GOOLSBEE: If you take a step back, this issue of derivatives is totally central. Now, three years ago, virtually no one in America had even heard of derivatives, or if they had, they had nightmares of their, you know, college math class or something. The fact is that there are now $600 trillion of derivatives that are trading in the dark, that we know virtually nothing about and are unregulated. And it's not just a party that's taking place on Wall Street that has no impact on America. They're exactly the things that threatened to blow up the entire financial system with AIG. So the president's completely committed that we are going to bring the $600 trillion out into the open and under the regulatory umbrella.

Now, I think we made great progress that in both the Dodd and Lincoln's versions of what would happen with derivatives, we purged a bunch of the loopholes that some of the banks had gotten put into the bills before. The president is not going to allow putting loopholes in that let these $600 trillion get back into the dark and threaten the whole system.

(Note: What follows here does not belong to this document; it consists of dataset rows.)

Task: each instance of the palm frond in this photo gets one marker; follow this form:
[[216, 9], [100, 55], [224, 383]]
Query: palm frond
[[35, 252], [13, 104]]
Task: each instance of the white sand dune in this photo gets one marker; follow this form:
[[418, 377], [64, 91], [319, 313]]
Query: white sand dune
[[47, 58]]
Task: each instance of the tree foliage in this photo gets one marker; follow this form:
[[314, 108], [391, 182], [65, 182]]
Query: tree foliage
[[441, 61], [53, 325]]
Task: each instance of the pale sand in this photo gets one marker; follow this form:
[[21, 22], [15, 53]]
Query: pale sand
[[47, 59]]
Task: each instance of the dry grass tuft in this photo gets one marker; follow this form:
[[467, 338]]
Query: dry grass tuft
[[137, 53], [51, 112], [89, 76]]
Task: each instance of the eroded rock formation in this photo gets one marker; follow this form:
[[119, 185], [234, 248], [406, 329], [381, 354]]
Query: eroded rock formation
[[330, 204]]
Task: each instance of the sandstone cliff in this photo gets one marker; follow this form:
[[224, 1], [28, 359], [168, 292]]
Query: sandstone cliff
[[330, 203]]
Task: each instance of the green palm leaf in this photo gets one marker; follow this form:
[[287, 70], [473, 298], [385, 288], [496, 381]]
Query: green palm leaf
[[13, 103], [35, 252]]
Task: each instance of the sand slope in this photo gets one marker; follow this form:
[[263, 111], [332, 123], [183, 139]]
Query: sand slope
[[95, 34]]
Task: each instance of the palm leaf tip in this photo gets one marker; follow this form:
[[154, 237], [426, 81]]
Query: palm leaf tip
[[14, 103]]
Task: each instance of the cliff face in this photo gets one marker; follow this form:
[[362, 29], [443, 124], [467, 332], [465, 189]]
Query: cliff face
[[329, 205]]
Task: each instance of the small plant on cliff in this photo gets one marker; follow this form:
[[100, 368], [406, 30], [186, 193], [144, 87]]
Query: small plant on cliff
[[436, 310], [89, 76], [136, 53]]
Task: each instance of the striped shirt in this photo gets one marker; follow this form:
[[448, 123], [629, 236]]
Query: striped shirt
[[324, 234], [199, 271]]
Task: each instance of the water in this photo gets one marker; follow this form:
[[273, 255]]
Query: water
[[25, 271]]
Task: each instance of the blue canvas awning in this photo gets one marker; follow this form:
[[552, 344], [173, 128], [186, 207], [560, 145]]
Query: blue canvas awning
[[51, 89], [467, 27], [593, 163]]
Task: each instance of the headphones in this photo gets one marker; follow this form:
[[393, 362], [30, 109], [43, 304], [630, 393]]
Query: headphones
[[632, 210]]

We can work on the -- so the--

TAPPER: But you guys--


TAPPER: -- don't support separating it, though, right?

GOOLSBEE: Well, there are several very technical aspects of difference between the Lincoln bill and the Dodd bill--

TAPPER: It's not really actually that technical, whether or not--

GOOLSBEE: I don't agree with that.

TAPPER: It's whether or not commercial banks should be able to do this. Senator Corker, I hear you giggling--

(CROSSTALK) TAPPER: You think Senator Lincoln's provision goes a little too far, right? Senator Corker?

CORKER: Are you talking to--


TAPPER: Yes, yes, of course, Senator Corker.

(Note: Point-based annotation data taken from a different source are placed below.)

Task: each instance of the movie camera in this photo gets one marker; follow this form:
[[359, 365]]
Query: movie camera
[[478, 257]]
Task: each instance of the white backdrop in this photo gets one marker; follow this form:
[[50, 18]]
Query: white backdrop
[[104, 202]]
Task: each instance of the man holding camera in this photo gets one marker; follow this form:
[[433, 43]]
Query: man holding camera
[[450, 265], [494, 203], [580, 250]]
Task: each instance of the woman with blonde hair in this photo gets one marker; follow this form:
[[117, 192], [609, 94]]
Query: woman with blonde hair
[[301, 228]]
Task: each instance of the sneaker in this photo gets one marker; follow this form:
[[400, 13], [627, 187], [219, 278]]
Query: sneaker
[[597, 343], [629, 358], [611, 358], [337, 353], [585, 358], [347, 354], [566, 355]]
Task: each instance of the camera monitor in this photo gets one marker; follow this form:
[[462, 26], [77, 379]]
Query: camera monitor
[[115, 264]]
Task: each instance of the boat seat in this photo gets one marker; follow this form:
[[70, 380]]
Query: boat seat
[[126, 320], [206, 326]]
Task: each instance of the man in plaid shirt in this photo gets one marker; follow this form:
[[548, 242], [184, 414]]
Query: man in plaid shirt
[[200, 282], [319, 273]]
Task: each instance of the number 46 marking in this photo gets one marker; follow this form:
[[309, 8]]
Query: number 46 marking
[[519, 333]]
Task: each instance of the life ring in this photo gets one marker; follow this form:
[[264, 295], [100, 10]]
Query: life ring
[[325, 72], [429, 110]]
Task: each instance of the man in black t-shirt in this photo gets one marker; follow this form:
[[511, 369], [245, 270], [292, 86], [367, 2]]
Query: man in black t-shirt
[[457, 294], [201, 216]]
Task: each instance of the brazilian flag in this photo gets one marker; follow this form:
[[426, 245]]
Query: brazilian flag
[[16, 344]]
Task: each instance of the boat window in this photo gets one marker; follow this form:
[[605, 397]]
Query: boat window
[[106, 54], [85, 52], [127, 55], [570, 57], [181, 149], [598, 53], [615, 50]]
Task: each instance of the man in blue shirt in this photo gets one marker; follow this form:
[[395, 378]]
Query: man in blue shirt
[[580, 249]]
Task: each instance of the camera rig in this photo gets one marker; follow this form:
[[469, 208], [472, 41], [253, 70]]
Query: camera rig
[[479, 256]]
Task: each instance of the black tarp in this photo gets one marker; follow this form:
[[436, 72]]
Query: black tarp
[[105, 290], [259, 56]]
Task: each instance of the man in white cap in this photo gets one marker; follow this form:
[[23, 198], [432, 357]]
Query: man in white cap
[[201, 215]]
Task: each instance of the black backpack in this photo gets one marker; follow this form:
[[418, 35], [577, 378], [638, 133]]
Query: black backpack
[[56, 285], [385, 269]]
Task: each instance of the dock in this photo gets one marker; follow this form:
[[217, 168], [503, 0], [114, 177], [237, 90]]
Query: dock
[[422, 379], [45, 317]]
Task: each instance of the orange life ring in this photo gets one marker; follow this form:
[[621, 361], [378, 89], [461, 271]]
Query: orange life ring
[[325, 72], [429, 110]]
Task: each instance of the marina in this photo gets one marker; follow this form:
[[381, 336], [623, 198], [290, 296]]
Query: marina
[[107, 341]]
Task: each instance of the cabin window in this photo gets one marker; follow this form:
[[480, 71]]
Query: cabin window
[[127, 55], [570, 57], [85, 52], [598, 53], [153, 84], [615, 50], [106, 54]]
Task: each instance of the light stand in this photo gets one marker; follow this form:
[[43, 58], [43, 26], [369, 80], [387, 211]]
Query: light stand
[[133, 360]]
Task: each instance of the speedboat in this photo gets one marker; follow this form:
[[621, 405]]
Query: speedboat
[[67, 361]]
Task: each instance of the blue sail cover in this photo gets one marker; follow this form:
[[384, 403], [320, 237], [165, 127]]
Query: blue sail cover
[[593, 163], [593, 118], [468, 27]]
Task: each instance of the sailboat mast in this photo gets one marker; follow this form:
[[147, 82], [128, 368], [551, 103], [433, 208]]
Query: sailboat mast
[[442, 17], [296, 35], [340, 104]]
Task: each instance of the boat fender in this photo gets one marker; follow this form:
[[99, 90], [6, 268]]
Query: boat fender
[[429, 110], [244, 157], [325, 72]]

CORKER: Yes. Yes, I mean, I think what -- I think what Austan is saying is he doesn't support it. And I don't either. Let me say this, I want to see as much traded through clearinghouses as possible. I absolutely agree that that needs to occur. We don't want to force those things that are not liquid to be traded on the clearinghouse, but I'm on the side of let's get as much as possible.

The fact is that Senator Brown is in a state where a lot of manufacturing takes place. I'm in a state where a lot of manufacturing takes place. And what people don't I think appreciate so much is that all of these tools are used for capital formation. They help companies hedge their risk. They help companies create capital, and I think if we start drawing lines in the sand where we take these tools away, what we really do is hamper companies' ability to access capital. So I don't think separation is appropriate. I do think clearing as much as possible so that on a daily basis, if somebody is money bad, they have to put money up to be money good or neutral, so that we don't end up in the kind of situation we have with AIG. But I think it hampers our ability, again, to create great companies if we just create an absolute separation.

TAPPER: Unfortunately, that's all the time we have. It was a great debate, and I really thank you, Senator Corker in Chattanooga, Senator Brown in Cincinnati and Austan Goolsbee here in the studio. Thanks so much for joining us. Really appreciate it.